CeBiTec Colloquium


Monday, July 12th 2010, 17 c.t.


G2-104, CeBiTec Building


Prof. Dr. Angelika Mustroph

Lehrstuhl Pflanzenphysiologie, Universität Bayreuth


Actual methods for gene expression analysis – from gene expression changes in different cell types to a cross-species comparison

  Microarray analysis is a large-scale technology to study the genome-wide response of organisms to environmental changes such as oxygen deficiency stress. Traditionally, microarrays are used to monitor changes in the steady-state abundance of total cellular mRNAs: the transcriptome. Many transcriptome studies have been published for the model plant Arabidopsis thaliana reporting changes in gene expression on the whole-plant level or on a single organ. Here, I will present analyses of transcript adjustments to environmental changes aimed to provide a better resolution, focusing on the example of plant responses to low oxygen stress (hypoxia).
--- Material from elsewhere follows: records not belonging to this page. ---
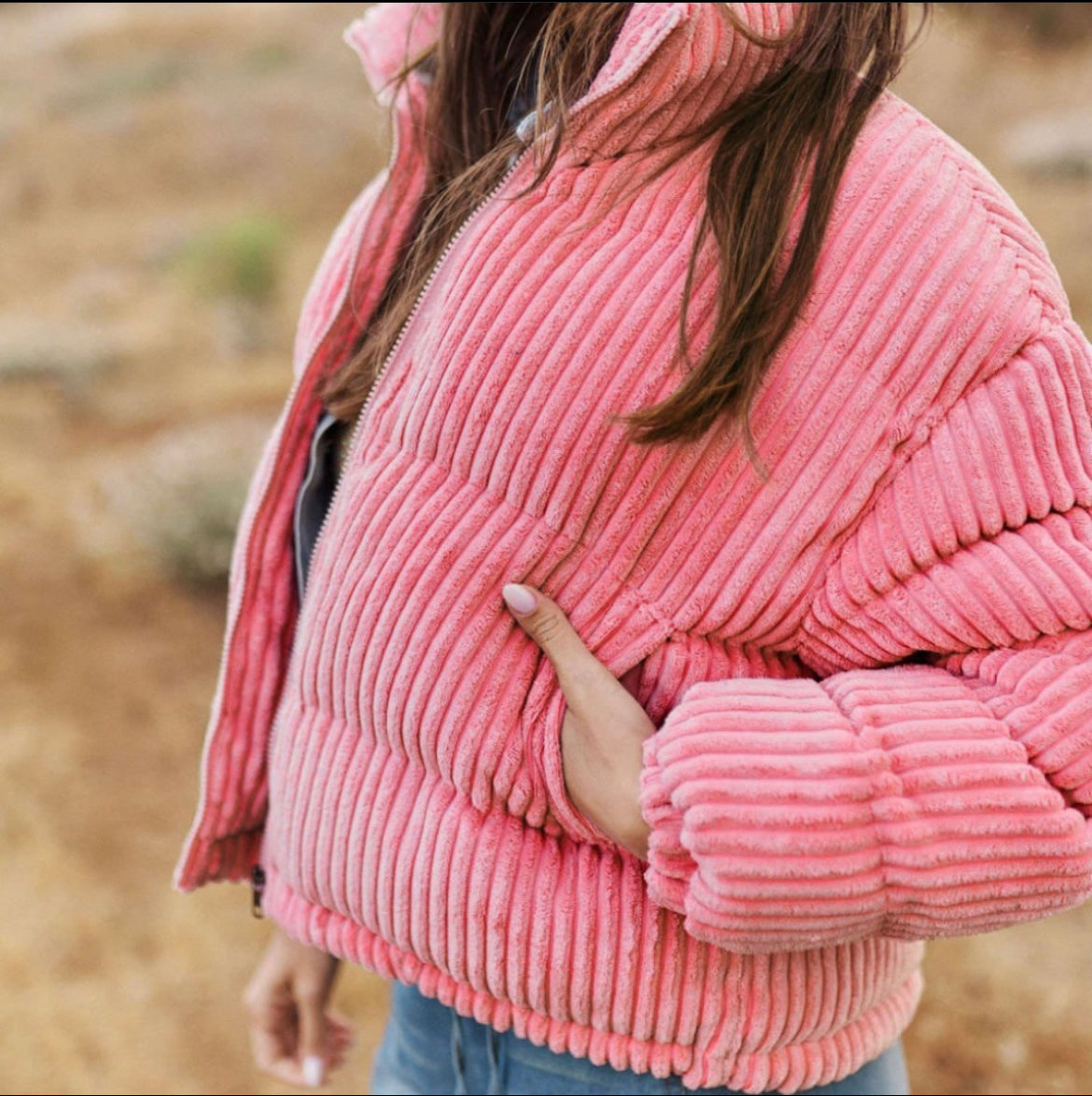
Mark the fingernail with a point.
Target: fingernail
(313, 1071)
(518, 598)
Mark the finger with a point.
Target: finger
(271, 1058)
(543, 621)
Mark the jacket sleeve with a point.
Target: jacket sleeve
(935, 777)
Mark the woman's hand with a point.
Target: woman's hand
(294, 1037)
(604, 728)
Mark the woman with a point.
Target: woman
(702, 619)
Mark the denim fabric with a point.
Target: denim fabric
(428, 1047)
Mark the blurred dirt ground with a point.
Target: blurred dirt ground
(171, 174)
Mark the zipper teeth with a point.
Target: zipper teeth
(244, 537)
(233, 616)
(361, 417)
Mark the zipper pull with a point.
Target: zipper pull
(257, 888)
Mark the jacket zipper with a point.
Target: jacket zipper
(244, 535)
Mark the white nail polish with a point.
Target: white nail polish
(313, 1071)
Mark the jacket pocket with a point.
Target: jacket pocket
(623, 636)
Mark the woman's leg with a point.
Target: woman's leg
(429, 1049)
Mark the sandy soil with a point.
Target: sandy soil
(126, 131)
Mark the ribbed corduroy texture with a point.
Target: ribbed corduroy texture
(871, 673)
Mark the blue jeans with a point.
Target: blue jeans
(428, 1047)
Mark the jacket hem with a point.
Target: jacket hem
(787, 1069)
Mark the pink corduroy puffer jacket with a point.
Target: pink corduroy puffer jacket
(871, 672)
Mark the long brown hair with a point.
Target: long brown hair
(788, 136)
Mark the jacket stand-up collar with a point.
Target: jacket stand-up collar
(670, 68)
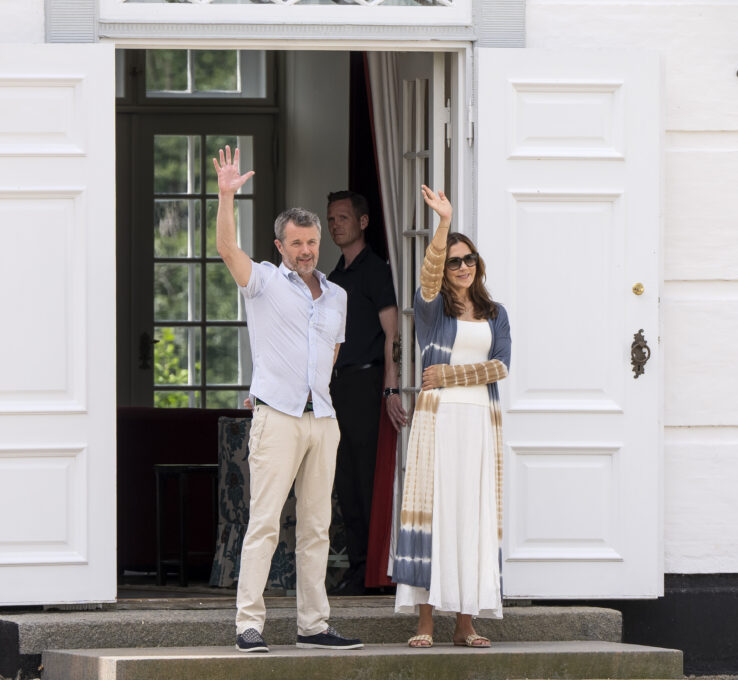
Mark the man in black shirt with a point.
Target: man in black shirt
(364, 371)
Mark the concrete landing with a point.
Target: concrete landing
(566, 660)
(23, 637)
(38, 632)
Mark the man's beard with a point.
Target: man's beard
(302, 267)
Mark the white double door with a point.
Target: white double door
(568, 194)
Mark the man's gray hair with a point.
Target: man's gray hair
(299, 217)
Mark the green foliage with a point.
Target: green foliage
(168, 371)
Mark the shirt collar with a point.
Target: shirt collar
(293, 275)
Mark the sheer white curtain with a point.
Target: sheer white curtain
(384, 84)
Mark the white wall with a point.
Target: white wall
(317, 111)
(700, 303)
(22, 21)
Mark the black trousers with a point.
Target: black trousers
(357, 398)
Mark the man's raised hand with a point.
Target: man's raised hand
(230, 180)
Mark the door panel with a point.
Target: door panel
(568, 205)
(184, 302)
(57, 356)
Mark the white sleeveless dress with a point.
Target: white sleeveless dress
(465, 567)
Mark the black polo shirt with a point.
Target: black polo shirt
(368, 284)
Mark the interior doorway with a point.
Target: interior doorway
(303, 122)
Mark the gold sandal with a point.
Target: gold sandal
(469, 641)
(420, 638)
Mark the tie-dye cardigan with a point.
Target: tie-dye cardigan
(436, 334)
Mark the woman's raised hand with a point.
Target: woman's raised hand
(438, 202)
(230, 179)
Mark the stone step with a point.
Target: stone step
(23, 637)
(562, 660)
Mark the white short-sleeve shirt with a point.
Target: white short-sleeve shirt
(293, 338)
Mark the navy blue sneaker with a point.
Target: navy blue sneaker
(251, 641)
(329, 639)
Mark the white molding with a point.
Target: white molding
(115, 10)
(73, 400)
(286, 37)
(53, 552)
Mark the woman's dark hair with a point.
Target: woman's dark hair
(484, 306)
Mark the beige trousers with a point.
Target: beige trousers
(283, 449)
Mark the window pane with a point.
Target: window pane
(177, 356)
(177, 399)
(176, 228)
(244, 212)
(253, 74)
(177, 164)
(226, 398)
(166, 71)
(245, 145)
(221, 293)
(176, 292)
(222, 356)
(215, 70)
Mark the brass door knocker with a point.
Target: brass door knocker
(640, 353)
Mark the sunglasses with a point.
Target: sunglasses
(469, 260)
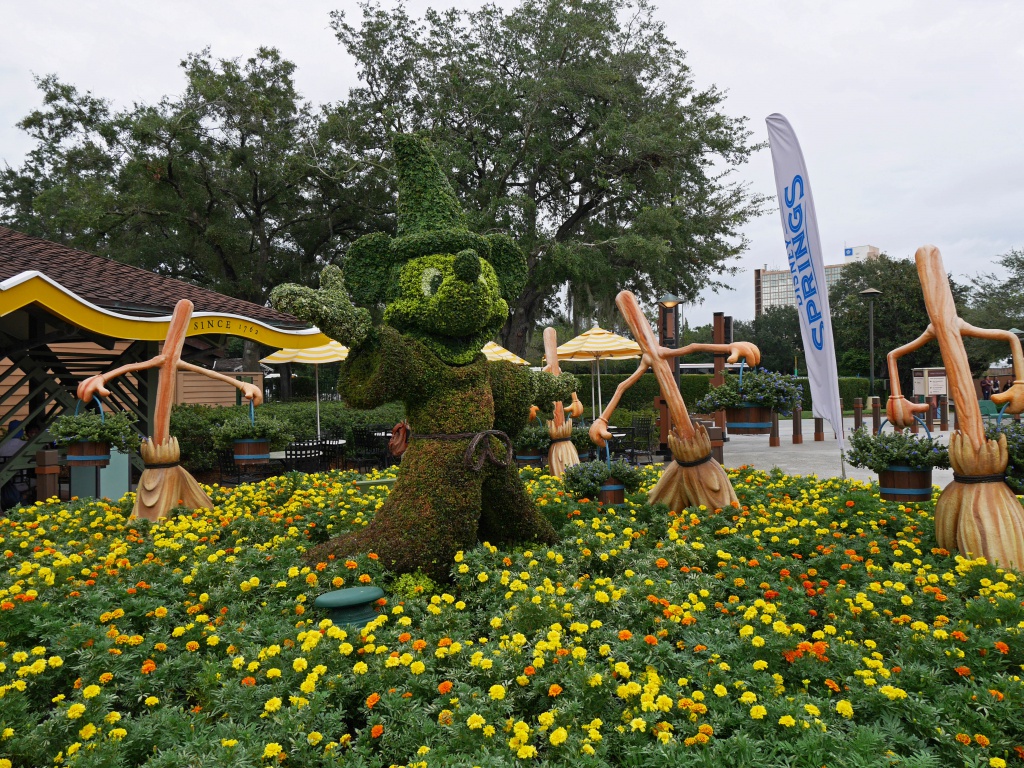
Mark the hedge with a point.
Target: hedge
(694, 386)
(194, 425)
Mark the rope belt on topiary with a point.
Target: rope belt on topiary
(165, 465)
(474, 442)
(979, 478)
(697, 463)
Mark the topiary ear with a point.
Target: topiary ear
(510, 263)
(369, 269)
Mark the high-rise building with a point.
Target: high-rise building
(774, 287)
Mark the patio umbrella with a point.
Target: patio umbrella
(496, 352)
(596, 345)
(332, 352)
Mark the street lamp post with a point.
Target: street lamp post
(668, 327)
(870, 294)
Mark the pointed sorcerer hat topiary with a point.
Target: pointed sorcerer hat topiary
(426, 201)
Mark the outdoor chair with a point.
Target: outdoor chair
(641, 439)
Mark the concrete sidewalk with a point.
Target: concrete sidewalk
(821, 459)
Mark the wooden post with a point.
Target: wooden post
(47, 474)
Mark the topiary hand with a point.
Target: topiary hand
(330, 308)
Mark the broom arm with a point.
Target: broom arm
(599, 429)
(1014, 397)
(898, 410)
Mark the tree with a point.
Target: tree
(776, 334)
(996, 302)
(576, 126)
(900, 316)
(235, 184)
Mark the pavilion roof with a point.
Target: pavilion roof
(125, 289)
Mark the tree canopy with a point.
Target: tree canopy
(235, 184)
(574, 126)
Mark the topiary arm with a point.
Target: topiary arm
(330, 308)
(512, 388)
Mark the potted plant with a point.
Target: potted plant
(750, 399)
(605, 481)
(531, 445)
(252, 439)
(903, 461)
(89, 435)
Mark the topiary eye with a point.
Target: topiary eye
(431, 281)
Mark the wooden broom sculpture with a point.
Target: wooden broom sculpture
(165, 483)
(977, 513)
(693, 477)
(562, 453)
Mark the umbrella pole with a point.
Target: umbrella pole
(316, 380)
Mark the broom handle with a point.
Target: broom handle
(635, 318)
(947, 327)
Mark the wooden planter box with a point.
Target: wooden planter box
(88, 454)
(530, 460)
(252, 452)
(749, 420)
(905, 484)
(612, 493)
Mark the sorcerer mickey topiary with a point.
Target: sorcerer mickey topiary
(445, 292)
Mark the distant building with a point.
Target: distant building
(774, 287)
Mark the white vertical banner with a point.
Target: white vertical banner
(803, 247)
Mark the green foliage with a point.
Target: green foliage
(534, 439)
(759, 387)
(900, 316)
(577, 128)
(239, 426)
(415, 586)
(899, 448)
(584, 480)
(1014, 432)
(232, 182)
(117, 428)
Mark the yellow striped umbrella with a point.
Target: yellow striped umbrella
(331, 352)
(496, 352)
(598, 344)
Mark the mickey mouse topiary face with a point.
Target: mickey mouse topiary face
(442, 285)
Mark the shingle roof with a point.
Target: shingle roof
(118, 287)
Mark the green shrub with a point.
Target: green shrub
(584, 480)
(117, 428)
(900, 448)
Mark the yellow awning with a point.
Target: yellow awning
(599, 344)
(35, 288)
(496, 352)
(332, 352)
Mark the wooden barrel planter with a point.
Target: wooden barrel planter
(88, 454)
(612, 493)
(252, 452)
(749, 419)
(905, 484)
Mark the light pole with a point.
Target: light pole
(668, 327)
(870, 294)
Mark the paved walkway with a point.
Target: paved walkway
(821, 459)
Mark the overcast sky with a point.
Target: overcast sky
(909, 114)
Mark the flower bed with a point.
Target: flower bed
(814, 624)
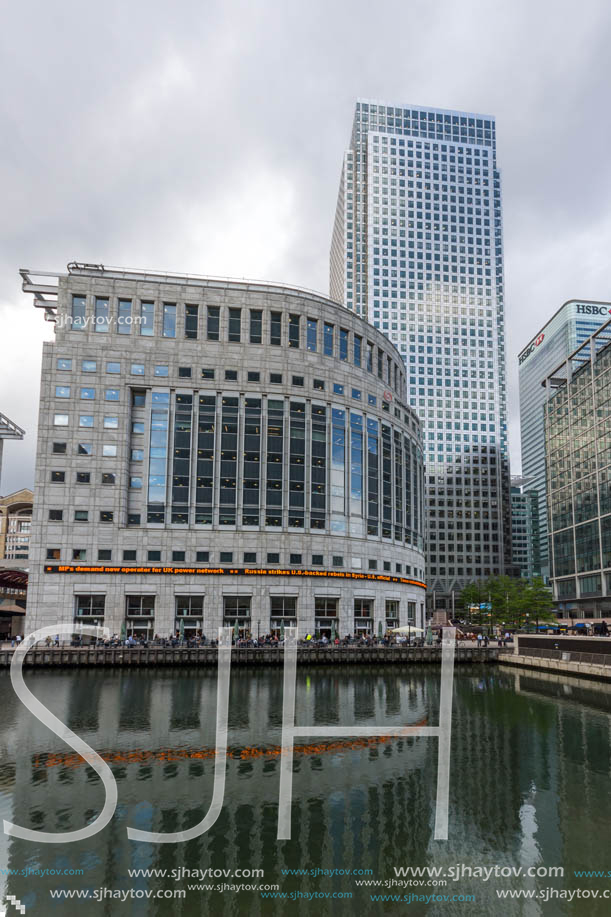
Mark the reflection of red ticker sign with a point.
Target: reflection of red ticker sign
(228, 571)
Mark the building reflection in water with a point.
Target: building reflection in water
(529, 779)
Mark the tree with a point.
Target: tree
(514, 602)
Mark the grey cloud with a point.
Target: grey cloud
(208, 137)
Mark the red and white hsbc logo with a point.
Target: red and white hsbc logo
(526, 353)
(583, 308)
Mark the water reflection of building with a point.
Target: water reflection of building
(529, 775)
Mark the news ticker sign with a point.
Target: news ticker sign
(228, 571)
(597, 311)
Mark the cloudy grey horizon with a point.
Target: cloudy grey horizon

First, we developed a technique to isolate mRNA not only from whole organs, but also from different cell types of an organ. This technique is based on the immunopurification of FLAG-tagged ribosomes expressed in specific cell types of Arabidopsis, thus enabling the isolation of mRNAs associated with ribosomes, which we refer to as the translatome. By evaluation of translatomes of 21 root and shoot cell type populations in control and hypoxia-stressed seedlings, we discovered 49 genes co-induced by hypoxia across diverse cell types, while cell-type specific differences were most evident in mRNAs that were reduced by hypoxia (Mustroph et al., 2009, PNAS 106:18843-18848; Subsequently, we expanded our gene expression analysis by comparing the transcriptomic response of Arabidopsis to low-oxygen stress to other plant species as well as animals, fungi and bacteria (Mustroph et al., 2010, Plant Physiology 152:1484-1500). The evidence of common metabolic adaptations contrasted with distinctions in signal transduction across organisms and kingdoms.